Сильный ветер на несколько секунд приподнимает угол одного из тентов, прикрывающих кузов грузовика, и оголяет прозрачную стенку карантинного саркофага, сквозь которую виднеется тело ребенка. Его маленькая ладошка прижата к защитному стеклу, а вокруг проступает ореол мутной испарины.

Под ошарашенные взгляды людей траурная процессия уходит к Коммунальному мосту, ведущему на другой берег Оби, в закрытую часть города. На подъезде к реке, напротив парка развлечений, теперь стоит контрольно-пропускной пункт, а все вокруг оцеплено войсками.

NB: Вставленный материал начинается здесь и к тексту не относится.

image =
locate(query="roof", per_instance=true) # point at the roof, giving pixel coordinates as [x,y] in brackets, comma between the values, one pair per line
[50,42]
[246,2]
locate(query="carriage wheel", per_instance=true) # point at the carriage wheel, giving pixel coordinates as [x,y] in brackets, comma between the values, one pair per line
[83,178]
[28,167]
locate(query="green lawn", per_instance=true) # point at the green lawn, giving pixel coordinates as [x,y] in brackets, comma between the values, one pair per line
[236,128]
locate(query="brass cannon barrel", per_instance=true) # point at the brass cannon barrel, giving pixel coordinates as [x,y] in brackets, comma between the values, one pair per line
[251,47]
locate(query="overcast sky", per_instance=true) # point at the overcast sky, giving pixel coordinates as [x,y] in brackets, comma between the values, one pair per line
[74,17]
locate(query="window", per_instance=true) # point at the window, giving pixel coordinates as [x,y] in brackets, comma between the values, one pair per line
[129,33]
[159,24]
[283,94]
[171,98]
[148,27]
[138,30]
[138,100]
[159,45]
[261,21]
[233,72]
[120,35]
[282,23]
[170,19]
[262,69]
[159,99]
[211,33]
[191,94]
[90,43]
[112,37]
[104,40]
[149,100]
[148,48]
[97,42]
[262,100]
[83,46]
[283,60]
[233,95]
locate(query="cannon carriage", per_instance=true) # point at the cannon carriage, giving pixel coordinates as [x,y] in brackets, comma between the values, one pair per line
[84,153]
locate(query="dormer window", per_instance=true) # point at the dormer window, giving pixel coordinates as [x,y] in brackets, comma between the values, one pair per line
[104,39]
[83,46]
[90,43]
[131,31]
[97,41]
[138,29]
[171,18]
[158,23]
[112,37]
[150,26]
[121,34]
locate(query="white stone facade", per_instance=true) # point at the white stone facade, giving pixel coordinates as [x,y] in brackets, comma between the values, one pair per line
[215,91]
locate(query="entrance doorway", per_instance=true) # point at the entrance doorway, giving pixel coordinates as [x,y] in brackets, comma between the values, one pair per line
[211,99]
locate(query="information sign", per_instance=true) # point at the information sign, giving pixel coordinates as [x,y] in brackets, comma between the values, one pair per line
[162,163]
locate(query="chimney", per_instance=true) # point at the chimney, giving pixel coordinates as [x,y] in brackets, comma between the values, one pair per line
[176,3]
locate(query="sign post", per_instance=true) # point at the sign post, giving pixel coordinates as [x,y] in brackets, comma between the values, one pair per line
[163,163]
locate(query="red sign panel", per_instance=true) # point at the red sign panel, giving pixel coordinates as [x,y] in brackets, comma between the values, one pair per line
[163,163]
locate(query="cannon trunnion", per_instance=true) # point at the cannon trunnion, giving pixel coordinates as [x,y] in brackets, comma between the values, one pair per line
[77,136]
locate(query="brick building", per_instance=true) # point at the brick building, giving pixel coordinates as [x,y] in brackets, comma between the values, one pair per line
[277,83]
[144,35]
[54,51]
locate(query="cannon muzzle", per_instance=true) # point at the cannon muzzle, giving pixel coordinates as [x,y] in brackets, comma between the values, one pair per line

Проповедник, растерявший свою паству, садится на спинку лавки и достает из кармана бутылку. Долго пьет из горла дрянное пойло, морщась и фыркая, а после смотрит на людей в черных костюмах и смачно отрыгивает.

– Да пошли вы, гондоны!

Тело этого человека так и не найдут. С простреленной головой его сбросят в реку и через пару дней, разбухший и посиневший, он навсегда найдет приют в затопленном ивняке, где зацепившись за ветку воротом свитера, будет долго разлагаться на радость паразитам.

4

Журналистка Кэти Забава еще не знает, что ей предстоит. Она расчесывает свои огненные локоны гребнем из косметички и смотрит в зеркальце припаркованного рядом микроавтобуса марки Газель. На машине, выкрашенной в синий цвет, красуется огромный, будто медаль за отвагу, логотип телевизионной компании «Единица». Тонированные окна Газели нагло смотрят на ограждения и посты, выставленные военными, а улыбчивый губка Боб, болтающийся над лобовиком между солнцезащитными козырьками, придает моменту еще большую издевательскую нотку. Оператор – полноватый кучерявый мужчина в синей рубашке и наброшенной поверх джинсовой жилетке с множеством карманов – сидит в салоне, у раскрытой двери и держит видеокамеру на коленях. Рядом, на соседней сидушке продавленной его же весом, лежит зачитанная до дыр книжка с советами бросить курить. Оператор вздыхает, с тоской смотрит на журналистку и достает из нагрудного кармана пачку сигарет. Затягивается и довольный закатывает глаза.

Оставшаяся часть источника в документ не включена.